Nova tem 14 anos (a mesma idade que eu), quase 15. Tem cabelo crespo e preto, bem aparados, pele clara (mas não muito), então fica vermelha com — muita — facilidade. Meio baixinha e pequena parece uma Barbie guerreira e (bem) mais esbelta e pequena. Ela come de tudo, e feito um hipopótamo, e nunca engorda, não sei qual é o segredo dela, mas muitas garotas sentem inveja. Nova gosta de dizer que tem o seu próprio estilo de se vestir (e se portar com as pessoas — mas essa parte ela não diz) e que pretende continuar assim ate o final. E tentar sempre não parecer como as garotas esnobes da nossa escola. Ate ela chegar e entrar, a MC era a única garota do grupo. Ou melhor, trio, pois era só ela, o Chris e o Traves. Mas a Nova não é o tipo de garota que deixa a peteca cair. Para ela o único ponto fraco que a atinge é ofender ou machucar os seus amigos ou falar mal da sua família. Nova foi adotada por um casal homossexual, que veio de lá do Brasil para viver aqui na Irlanda. E vive com eles ate hoje, assim como seus outros quatro irmãos. Alias os seus pais são muito legais e o Seu Madsson faz um nhoque de primeira. Nova é uma garota extrovertida, gosta de sair e se divertir, mas também é bem caseira.
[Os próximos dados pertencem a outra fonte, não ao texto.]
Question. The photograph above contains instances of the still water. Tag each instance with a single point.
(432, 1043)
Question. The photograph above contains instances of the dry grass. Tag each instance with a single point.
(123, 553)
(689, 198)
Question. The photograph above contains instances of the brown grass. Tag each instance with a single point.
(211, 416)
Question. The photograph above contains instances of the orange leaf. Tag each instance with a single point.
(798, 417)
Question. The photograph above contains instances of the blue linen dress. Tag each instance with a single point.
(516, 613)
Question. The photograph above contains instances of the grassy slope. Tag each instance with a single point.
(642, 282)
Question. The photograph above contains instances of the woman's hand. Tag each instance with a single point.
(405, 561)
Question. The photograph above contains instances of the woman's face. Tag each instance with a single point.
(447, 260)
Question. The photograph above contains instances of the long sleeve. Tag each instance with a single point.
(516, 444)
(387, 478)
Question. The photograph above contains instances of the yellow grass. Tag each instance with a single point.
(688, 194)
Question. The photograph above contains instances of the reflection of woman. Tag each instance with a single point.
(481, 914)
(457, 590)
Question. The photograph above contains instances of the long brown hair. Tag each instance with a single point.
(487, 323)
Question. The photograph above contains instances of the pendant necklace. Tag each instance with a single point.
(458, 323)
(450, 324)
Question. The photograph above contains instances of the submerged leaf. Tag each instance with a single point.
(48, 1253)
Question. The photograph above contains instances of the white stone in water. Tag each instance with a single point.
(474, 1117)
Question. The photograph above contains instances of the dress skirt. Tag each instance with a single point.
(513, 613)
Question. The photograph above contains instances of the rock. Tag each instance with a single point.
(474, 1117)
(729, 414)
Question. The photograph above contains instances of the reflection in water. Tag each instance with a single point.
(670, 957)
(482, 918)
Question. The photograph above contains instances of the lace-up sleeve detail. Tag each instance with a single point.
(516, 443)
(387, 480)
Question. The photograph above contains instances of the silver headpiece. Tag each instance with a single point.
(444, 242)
Um filme de terror ou de suspense em casa com os pais e os irmãos junto com os amigos e muita pipoca amanteigada, a faria muito feliz! — Se perguntássemos para ele o que é a Teoria das Supercordas ele responderia... — eu não lembro direito o que foi que a Nova falou, eu só me lembro de ter visto um sombra enorme passar e rugir. A principio eu pensei que fosse uma nuvem de chuva e por isso não dei importância para o rugido. Pois afinal, muitas nuvens provocam trovões. Não é? Bem, não foi só isso que me distraiu. E eu tive certeza ate aquele momento que após o aparecimento de Douglas seria a única coisa com que nós teríamos de nos preocupar. Mas eu estava completamente errado! Primeiro em pensar que poderíamos curtir um pouco de paz em um café qualquer no meio da cidade logo depois a escola. E por acreditar que todos os insultos e xingamentos que Rosellie, a irmã de Traves, nos fez naquele dia mais cedo seriam os últimos. Que ela se acha a mais linda, a mais bonita, tudo bem. Mas quando Rosellie apareceu com calças Anselmi salmão de couro, com
jaqueta rag & bone convencional, sapatilhas-meia com meia calça de linho (eu notei) e cabelo solto, tive apenas um pensamento: UAU!!! Ela é loura, quase ruiva, com sardinhas em cima do nariz, de pele um pouco bronzeada de sol e alta (alta mesmo), ela sabe que é bonita e usa isso para conseguir que garotos mais inteligentes façam o seu dever de casa — é o que dizem. Em algumas provas soube que ela cola, e outras ela nem fazia. Mas sempre passava no final. Agora estamos na mesma serie, e em turmas próximas. Mas tento sempre não notar que ela está lá me tirando do serio. De forma completamente surpreende ela havia nos encontrado e começou a indicar para o seu irmão sair e falar com ela. Eu não sei bem porque devo falar dela. Ela é uma garota mimada e esnobe. Que acha que está a cima de todos e que o mundo inteiro é seu. Alem de ser muito bonita e ter um cheiro muito bom, ela gosta de passar muito tempo em shoppings e lojas de roupas. E naquele mesmo dia ela tinha ido com as suas amigas, Janet, Jullia e Evy, no Victoria Square Shopping Center. Ou pelo menos foi o que eu pensei. — Traves... olha lá quem veio te visitar. — eu fiz uma cara seria, mas não pude conter a irritação que senti. Nova viu e rio da minha cara, enquanto Chris a olhava fazendo cara de não entender. — O que...? — Chris perguntou quando Traves já estava saindo pela porta. Eu não os encarei. Estava irritado de mais com Rosellie por ela ter aparecido e estragado o nosso dia. — Por que você está com eles? — ela grita erguendo as mãos e encarando Traves. Ele não responde, mas a olha com clara desaprovação no rosto. Eles ainda continuaram discutindo, por motivos que não importam, Coisas de irmãos! Ate finalmente Rosellie sair andando. Não nego que senti um certo alivio na hora que a vi partir, mas também senti culpa. Culpa por não querer ela por perto, e também por saber que ela é a irmã mais nova de Traves e a odiá-la mesmo assim. Da mesma forma que ela me odeia!, eu havia pensado. Traves entrou e não estava com cara de animado. Ele veio ate a nossa mesa rápido e pisando firme. Baixou a cabeça e entortou o tronco do nariz, o apertando com força nos olhou.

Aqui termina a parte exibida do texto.